The researchers also observed an apparent reduction in stress and an improvement in the animals’ well-being. These factors also helped to improve meat quality.

If the supplement is to be given to cattle on a large scale throughout Brazil, the next step will be to find a cost-effective method of producing yerba mate extract, according to Rymer Ramiz Tullio, another researcher at EMBRAPA Southeast Livestock.

The extract used in the experiments was expensive because it was produced in accordance with pharmaceutical industry standards. “We need to see whether directly administering yerba mate leaves has the same effect,” Cardoso said. “Alternatively, we might be able to process the waste from extract production. This is currently thrown away, and using it would be much more cost-effective.”

More cassava

Increasing the use of cassava flour by the global bread industry was another key goal of the project. Because there are prospects of growth in wheat acreage worldwide, the inclusion of cassava flour in loaves and other bakery products would improve food security in many countries, especially those with a tropical climate.

The main challenge, according to Ulla Kidmose, a researcher at Denmark’s Aarhus University, was compensating for the absence of a gluten protein network, a key ingredient of dough made solely with wheat flour.

“Cassava flour is practically all starch, with very little protein,” she explained. “The gluten in wheat flour is precisely what increases the loaf volume and gives bread made with wheat a smooth texture. These two features make a big difference for the industry.”

The researchers found a solution to this difficulty by choosing the cassava variety best suited to the production of flour and by using an enzyme cocktail to slightly modify the dough fermentation process.
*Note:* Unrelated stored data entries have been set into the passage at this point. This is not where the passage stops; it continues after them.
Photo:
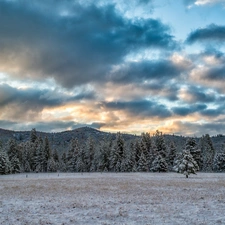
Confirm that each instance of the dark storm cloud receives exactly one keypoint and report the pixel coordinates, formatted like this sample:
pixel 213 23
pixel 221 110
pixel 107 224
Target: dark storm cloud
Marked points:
pixel 161 70
pixel 187 110
pixel 143 108
pixel 80 47
pixel 212 32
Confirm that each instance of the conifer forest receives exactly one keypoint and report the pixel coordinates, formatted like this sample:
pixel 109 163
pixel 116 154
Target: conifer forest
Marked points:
pixel 111 153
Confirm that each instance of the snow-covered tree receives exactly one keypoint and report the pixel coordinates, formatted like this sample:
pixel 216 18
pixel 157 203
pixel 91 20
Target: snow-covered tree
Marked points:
pixel 5 166
pixel 186 164
pixel 172 154
pixel 101 156
pixel 142 165
pixel 160 144
pixel 81 166
pixel 15 165
pixel 72 155
pixel 219 161
pixel 208 153
pixel 192 147
pixel 117 153
pixel 89 153
pixel 159 164
pixel 33 135
pixel 52 165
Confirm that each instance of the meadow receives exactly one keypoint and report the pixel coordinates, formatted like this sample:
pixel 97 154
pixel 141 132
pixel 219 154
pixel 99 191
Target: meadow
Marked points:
pixel 112 198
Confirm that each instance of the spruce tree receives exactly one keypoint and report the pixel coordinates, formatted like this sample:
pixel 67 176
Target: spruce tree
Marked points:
pixel 171 155
pixel 117 153
pixel 89 153
pixel 81 166
pixel 192 147
pixel 33 135
pixel 72 155
pixel 219 161
pixel 52 165
pixel 5 167
pixel 186 164
pixel 142 165
pixel 208 153
pixel 159 164
pixel 160 144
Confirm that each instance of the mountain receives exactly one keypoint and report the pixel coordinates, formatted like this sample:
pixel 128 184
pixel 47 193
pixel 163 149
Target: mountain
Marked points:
pixel 60 140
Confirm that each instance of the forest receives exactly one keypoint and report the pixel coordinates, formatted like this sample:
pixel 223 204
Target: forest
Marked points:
pixel 111 153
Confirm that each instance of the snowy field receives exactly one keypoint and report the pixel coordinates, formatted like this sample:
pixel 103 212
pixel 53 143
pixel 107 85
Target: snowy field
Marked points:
pixel 110 198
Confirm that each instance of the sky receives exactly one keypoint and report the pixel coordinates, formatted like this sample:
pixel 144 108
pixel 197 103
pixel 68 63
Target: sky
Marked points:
pixel 131 66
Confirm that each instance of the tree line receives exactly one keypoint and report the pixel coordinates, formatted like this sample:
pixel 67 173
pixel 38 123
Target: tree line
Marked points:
pixel 144 154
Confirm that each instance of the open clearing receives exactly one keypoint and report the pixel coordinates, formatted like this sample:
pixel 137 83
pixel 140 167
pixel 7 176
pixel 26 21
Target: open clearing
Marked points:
pixel 112 198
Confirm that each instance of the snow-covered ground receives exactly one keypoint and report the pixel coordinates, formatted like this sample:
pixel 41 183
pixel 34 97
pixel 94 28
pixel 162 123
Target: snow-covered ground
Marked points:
pixel 110 198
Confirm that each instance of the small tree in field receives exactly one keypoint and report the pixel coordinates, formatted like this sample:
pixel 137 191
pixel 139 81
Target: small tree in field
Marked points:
pixel 186 164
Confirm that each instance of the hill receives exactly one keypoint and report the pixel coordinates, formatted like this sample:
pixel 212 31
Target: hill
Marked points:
pixel 60 140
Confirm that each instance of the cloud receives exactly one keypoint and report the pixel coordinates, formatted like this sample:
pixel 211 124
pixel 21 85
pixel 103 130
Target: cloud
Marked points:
pixel 191 3
pixel 195 94
pixel 212 32
pixel 138 108
pixel 198 129
pixel 29 103
pixel 184 111
pixel 77 47
pixel 146 70
pixel 53 126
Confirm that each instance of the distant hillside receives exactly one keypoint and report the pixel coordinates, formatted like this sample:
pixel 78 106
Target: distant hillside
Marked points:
pixel 60 140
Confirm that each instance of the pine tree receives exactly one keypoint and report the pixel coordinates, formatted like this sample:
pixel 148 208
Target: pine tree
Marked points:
pixel 159 164
pixel 137 151
pixel 172 154
pixel 89 153
pixel 55 156
pixel 219 161
pixel 5 167
pixel 142 163
pixel 72 155
pixel 101 158
pixel 39 156
pixel 13 154
pixel 15 165
pixel 33 135
pixel 80 164
pixel 192 147
pixel 160 144
pixel 52 165
pixel 186 164
pixel 47 154
pixel 12 149
pixel 145 150
pixel 117 153
pixel 208 153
These adjustments enabled them to develop a method in which cassava flour accounted for up to a third of the total amount of flour used to make bread.

According to Kidmose, the technology could be transferred immediately to the industry in a cost-effective manner and without much difficulty. “The problem I foresee right now is acceptance, at least by Europeans or the northern hemisphere in general,” she said. “Few people in the region are familiar with cassava.”

For Leif Skibsted, a researcher at the University of Copenhagen and project coordinator on the Danish side, Denmark and Brazil have many interests in common in the field of food science despite differences in climate, crop varieties and livestock. “The basic issues we face are more or less the same in both countries,” he said. Skibsted has visited USP’s São Carlos campus at least once a year since 1998 and was one of Cardoso’s supervisors while he was in Denmark for his sandwich PhD.